Flow Cytometry
Introduction
Labelling platelets with antibodies directed against surface membrane glycoproteins and then analysing the binding by Flow Cytometry is a rapid and sensitive technique for the specialist haemostasis laboratory. Testing can be carried out in whole blood, PRP or washed platelets. Whole blood and PRP require small sample volumes and so is readily applicable to the neonate.

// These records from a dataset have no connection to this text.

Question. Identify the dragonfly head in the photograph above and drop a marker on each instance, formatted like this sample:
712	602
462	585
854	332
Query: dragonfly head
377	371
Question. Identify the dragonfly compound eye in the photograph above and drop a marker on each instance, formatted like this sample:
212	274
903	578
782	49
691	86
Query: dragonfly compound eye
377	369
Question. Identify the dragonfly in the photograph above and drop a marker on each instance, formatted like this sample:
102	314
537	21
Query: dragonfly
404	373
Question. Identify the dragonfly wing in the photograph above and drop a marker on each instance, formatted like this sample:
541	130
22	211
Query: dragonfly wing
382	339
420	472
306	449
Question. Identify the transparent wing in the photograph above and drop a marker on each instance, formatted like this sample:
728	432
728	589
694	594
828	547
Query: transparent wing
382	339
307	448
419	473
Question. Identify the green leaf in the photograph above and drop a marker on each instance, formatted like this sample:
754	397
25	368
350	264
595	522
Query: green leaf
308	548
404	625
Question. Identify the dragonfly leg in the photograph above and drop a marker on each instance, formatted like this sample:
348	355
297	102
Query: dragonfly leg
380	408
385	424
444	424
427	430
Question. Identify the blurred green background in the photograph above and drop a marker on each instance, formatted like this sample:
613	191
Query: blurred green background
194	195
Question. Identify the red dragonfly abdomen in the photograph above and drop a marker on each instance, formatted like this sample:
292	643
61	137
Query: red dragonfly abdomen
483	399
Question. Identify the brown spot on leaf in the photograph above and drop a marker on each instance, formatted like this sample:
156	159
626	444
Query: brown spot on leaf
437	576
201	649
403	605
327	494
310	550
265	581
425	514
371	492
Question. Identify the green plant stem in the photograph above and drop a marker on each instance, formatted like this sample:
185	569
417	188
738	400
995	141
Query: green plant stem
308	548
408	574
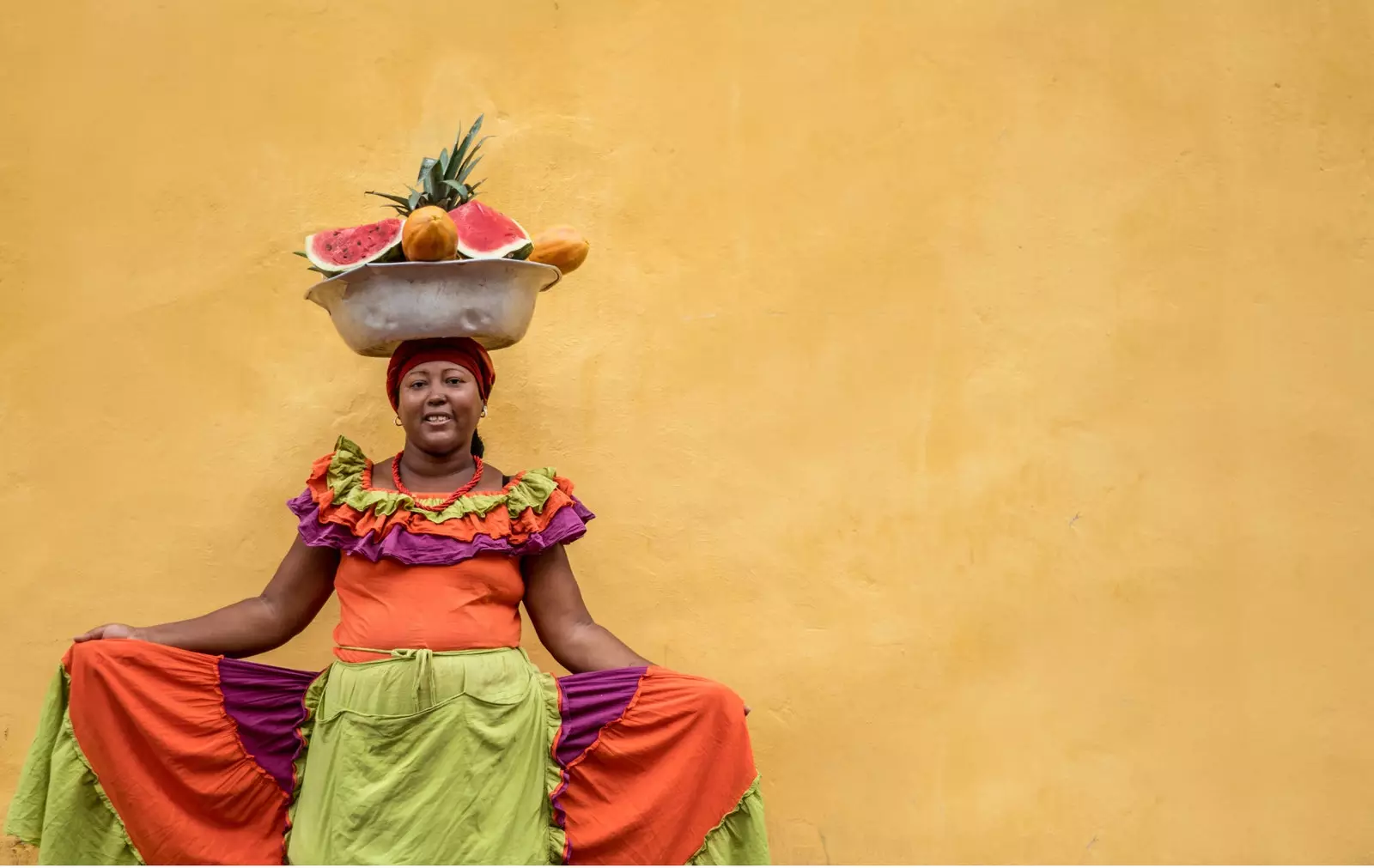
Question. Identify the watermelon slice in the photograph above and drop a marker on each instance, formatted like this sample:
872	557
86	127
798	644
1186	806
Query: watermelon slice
487	234
338	250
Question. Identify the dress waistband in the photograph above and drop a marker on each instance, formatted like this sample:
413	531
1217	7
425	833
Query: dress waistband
423	659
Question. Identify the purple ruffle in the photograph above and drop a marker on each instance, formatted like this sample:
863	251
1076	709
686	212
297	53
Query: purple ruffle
423	549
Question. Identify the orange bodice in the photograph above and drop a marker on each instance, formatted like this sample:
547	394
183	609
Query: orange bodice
389	604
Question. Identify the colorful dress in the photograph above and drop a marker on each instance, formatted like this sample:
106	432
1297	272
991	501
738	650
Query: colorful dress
432	739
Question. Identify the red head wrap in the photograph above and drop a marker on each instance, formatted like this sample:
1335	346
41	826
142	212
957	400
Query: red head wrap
459	350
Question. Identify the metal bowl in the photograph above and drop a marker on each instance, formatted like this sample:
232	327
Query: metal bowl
378	305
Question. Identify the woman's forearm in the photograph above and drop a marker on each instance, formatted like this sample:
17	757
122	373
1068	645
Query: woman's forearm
590	647
246	628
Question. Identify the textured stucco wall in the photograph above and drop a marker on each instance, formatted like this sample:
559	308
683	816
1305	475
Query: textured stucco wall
982	389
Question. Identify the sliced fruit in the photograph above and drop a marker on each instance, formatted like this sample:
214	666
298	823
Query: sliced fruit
429	235
563	247
487	234
338	250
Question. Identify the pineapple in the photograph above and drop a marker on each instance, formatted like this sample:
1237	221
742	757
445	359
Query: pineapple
443	181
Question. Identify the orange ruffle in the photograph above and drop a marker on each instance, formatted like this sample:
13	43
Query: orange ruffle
498	524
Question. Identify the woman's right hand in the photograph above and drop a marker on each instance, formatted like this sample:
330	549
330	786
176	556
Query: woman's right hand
109	631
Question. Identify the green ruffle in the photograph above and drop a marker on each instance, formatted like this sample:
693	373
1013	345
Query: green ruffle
61	805
739	838
345	480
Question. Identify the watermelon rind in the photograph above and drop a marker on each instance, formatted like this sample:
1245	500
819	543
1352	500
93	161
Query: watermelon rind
517	247
391	250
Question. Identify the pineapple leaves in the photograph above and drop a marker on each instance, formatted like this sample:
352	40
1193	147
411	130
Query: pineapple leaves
432	183
425	167
443	180
386	195
467	169
467	158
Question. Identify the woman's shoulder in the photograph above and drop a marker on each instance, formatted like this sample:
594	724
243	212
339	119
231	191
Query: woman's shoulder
514	514
348	474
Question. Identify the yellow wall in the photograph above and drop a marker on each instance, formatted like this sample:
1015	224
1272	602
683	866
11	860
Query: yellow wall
982	389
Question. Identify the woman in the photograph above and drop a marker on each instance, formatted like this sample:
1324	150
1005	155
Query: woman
432	737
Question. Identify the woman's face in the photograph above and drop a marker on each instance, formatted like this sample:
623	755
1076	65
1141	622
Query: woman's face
440	407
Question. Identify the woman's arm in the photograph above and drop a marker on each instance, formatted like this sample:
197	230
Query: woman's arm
561	618
286	606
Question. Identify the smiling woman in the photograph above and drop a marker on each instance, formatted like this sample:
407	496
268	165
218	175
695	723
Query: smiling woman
432	737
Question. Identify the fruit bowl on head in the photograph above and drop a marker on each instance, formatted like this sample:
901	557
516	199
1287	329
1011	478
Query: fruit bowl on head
378	305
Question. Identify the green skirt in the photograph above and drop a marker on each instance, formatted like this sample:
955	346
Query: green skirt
155	755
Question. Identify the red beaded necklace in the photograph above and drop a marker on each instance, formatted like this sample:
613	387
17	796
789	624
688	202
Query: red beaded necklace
453	499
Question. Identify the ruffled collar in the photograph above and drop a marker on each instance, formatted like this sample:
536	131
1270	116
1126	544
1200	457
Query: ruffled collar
350	476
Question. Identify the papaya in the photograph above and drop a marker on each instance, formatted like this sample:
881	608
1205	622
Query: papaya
563	247
429	235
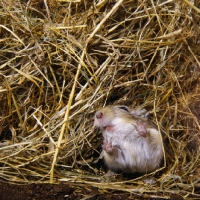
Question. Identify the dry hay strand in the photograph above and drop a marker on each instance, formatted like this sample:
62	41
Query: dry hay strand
62	60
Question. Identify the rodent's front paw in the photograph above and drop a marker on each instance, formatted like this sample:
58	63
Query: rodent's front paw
109	148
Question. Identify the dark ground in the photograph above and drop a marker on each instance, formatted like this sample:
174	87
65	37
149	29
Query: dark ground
61	192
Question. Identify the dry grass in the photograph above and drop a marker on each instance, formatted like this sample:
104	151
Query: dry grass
62	60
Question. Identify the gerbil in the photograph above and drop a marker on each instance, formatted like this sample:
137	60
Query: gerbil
131	143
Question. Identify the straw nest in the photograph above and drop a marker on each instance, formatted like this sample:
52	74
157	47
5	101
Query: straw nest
61	60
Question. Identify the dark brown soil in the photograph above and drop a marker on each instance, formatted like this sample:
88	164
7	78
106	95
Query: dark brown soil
62	191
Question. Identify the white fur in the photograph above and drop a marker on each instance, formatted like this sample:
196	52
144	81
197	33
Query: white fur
135	153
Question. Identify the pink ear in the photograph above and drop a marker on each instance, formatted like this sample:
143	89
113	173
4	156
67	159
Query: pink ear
99	115
141	128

- - Flow cytometry can also be used in many settings including
- - Monitoring of GpIIb/IIIa antagonist therapy
- - Diagnosis of inherited deficiencies of platelet surface glycoproteins
- - Diagnosis of storage pool disease
- - Diagnosis of heparin-induced thrombocytopaenia
- - Diagnosis of Scott syndrome
.... but there are many more.
Whole blood flow cytometry overcomes many of the problems inherent in analysing PRP:
- - More physiological
- - Platelet activation is minimised as sample manipulation is minimal
- - Multiple platelet receptors can be analysed simultaneously
- - Novel antibodies can be readily incorporated into existing methodologies
- - Small volumes of blood required
- - Can be used in patients with significant thrombocytopaenia
Principles
This LINK takes you to a site that contains a tutorial on the principles Flow Cytometry.
Interpretation
The following images illustrate the role of flow cytometry in the analysis of Glanzmann's Thrombasthenia and Bernard Soulier Syndrome. In these two cases we have used three antibodies [CD41, CD61 and CD42b] directed against specific platelet membrane glycoproteins:
Antibody | Specificity |
---|---|
CD41 | CD41 recognises the platelet membrane glycoprotein GPIIb (the integrin alpha IIb chain) which is non-covalently associated with GpIIIa (the integrin beta 3 chain) to form the GpIIb/IIIa complex. |
CD61 | CD61 recognises the platelet membrane glycoprotein GpIIIa (the integrin beta 3 chain). |
CD42b | CD42b reacts with GPIb on megakaryocytes and platelets. CD42b also inhibits ristocetin-dependent binding of Von Willebrand Factor to platelets and ristocetin-induced platelet agglutination. |
1. Normal Platelets: In Image 1, a normal blood sample – the platelets have been selected on the basis of forward and side light scatter and are circled in green. In image 2 the platelets have been stained with CD41 (GPIIb) and CD61 (GPIIIa) and express both these glycoproteins. Similarly in image 3, the platelets have been stained with CD42b (GPIb) and CD61 (GPIIIa) and express both these glycoproteins.
2. Glanzmann's Thrombasthenia: The following images are from a patient with Glanzmann's Thrombasthenia. In Images 5 and 6 the platelets show no activity with either CD41 or CD61 and so are missing the GPIIb/IIIa complex consistent with Glanzmann's Thrombasthenia. However, in image 6 they clearly show normal activity with CD42b i.e. normal GPIb.
2. Bernard Soulier Syndrome
a. Normal Platelets: In Image 1 the platelets have been selected (gated) on the basis of side scatter and binding to CD61. In images 2 and 3 – the platelets (from a normal individual) show activity with both CD41 & CD61 (Image 2) and CD61 & CD42b (Image 3) indicating that the GPIIb-IIIa and GPIb receptors are present and that the antibodies are functioning.
b. The following images are from a patient with Bernard Soulier Syndrome. In Image 5 there is normal binding with CD41 & CD61 indicating a normal GPIIb-IIIa receptor complex but in Image 6 there are two pools of platelets – a pool with normal CD61 and CD42 binding (53% of all the platelets analysed) and a smaller pool of 47% which demonstrates normal CD61 binding but defective CD42 binding consistent with absence of the GPIb receptor. These platelets are from a patient with Bernard Soulier Syndrome following a platelet transfusion and the two pools represent both the patient’s platelets and the normal transfused platelets.
Interestingly (data not shown) the mean fluorescence for the BSS pool with CD61 is greater than the normal platelet pool and this reflects the elevated MPV and the presence of large platelets in BSS.
What Test Next
On the basis of these tests, one can make a diagnosis of either GTT or BSS. Additional tests would include gene sequencing to identify the causative mutation and family studies.